Incorporated in 1980 to support our flagship journal, Risk Analysis, the Society for Risk Analysis (SRA) grew steadily for many years, comprising over 2,000 members at the turn of the century. International participation and activities characterized the Society from its outset, but became the focus of growth at around the same time, with the first World Congress on Risk, which took place in Brussels in 2003.1 Early regional partnering organizations (from 1988) include the Society for Risk Analysis-Europe and the Society for Risk Analysis-Japan; both are thriving, independently recognized entities with their own journals—the Journal of Risk Research and the Japanese Journal of Risk Analysis—and their own annual meetings. The Society for Risk Analysis now recognizes two dozen regional organizations throughout the world and has formally abandoned distinctions between sections and chapters.
Arguably, the global growth of SRA activities and organizations has served risk sciences well by fostering professional ties across borders and disciplines equally and promoting risk analysis. However, this international growth has not corresponded in recent years to demonstrable corresponding growth in SRA membership with representation in our members directory and subscription to Risk Analysis. The reasons for this are undoubtedly numerous. Among those mentioned during the regional summit at the World Congress in Sydney were the expense of traveling to meetings in the United States and other economic pressures on individual pocketbooks, language issues, and changes in social and professional networking and communications practices and expectations, partly attributable to information and communications technologies. To address some of these, SRA routinely offers travel subsidies and is broadening its use of information and communications technologies. Another contributory factor may be the relatively weak ties between some regional organizations and SRA international. To address this, the Council is developing new policies to clarify joint membership status for those who participate in regional organizations, improve membership benefits for those who do not attend meetings in the United States, and improve representation of regional organizations in SRA governance, as well as communications between all SRA organizations.
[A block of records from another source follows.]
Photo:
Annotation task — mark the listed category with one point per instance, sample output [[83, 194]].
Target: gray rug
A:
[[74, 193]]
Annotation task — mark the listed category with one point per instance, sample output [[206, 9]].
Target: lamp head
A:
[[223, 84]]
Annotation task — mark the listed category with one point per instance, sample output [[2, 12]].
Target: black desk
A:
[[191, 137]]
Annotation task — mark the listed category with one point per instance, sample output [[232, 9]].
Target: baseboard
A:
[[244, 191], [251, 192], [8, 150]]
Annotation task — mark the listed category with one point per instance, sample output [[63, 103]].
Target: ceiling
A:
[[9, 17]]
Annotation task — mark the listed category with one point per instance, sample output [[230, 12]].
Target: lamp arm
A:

Currently, participants in SRA regional meetings who do not pay SRA membership fees are not readily identifiable as SRA members; on paper, SRA membership has declined steadily over the last decade. This suggests that U.S. membership has stagnated or declined—despite recent growth in student membership—and international membership in SRA (with subscription to Risk Analysis) has not grown. The Society’s good financial health makes this an opportune time to reduce barriers to membership in multiple SRA organizations and to recruit new members with improved benefits and reduced costs. Successful as the World Congress in Sydney was, fewer people attended that meeting than usually attend annual SRA meetings in the United States. Further, SRA is indebted to and dependent on the services of its Secretariat, which is headquartered in the United States, and financially dependent on our flagship journal, Risk Analysis, which operates under the auspices of SRA international. For these reasons, moving to a less U.S.-centric operations model poses both logistical and financial challenges. Despite this, the Society has made some moves in this direction; the Council has evolved to include formal representation from SRA-Europe, and the annual SRA conference now includes a formal meeting of regional organization leaders. Making SRA a truly global organization will further strengthen our professional networks and help us share risk knowledge to meet the challenges of climate change and other global risks. A membership survey and a new online meeting evaluation form are in the works. It’s also not too late to vote in the SRA elections. Please make your voice heard! Your input will help us measure how well SRA is doing and what we could do better. See you down by the Bay!
Kimberly M. Thompson, Paul F. Deisler, Jr., and Richard C. Schwing, Interdisciplinary Vision: The First 25 Years of the Society for Risk Analysis (SRA), 1980–2005 Risk Analysis, Vol. 25, No. 6, 1333-1386, 2005.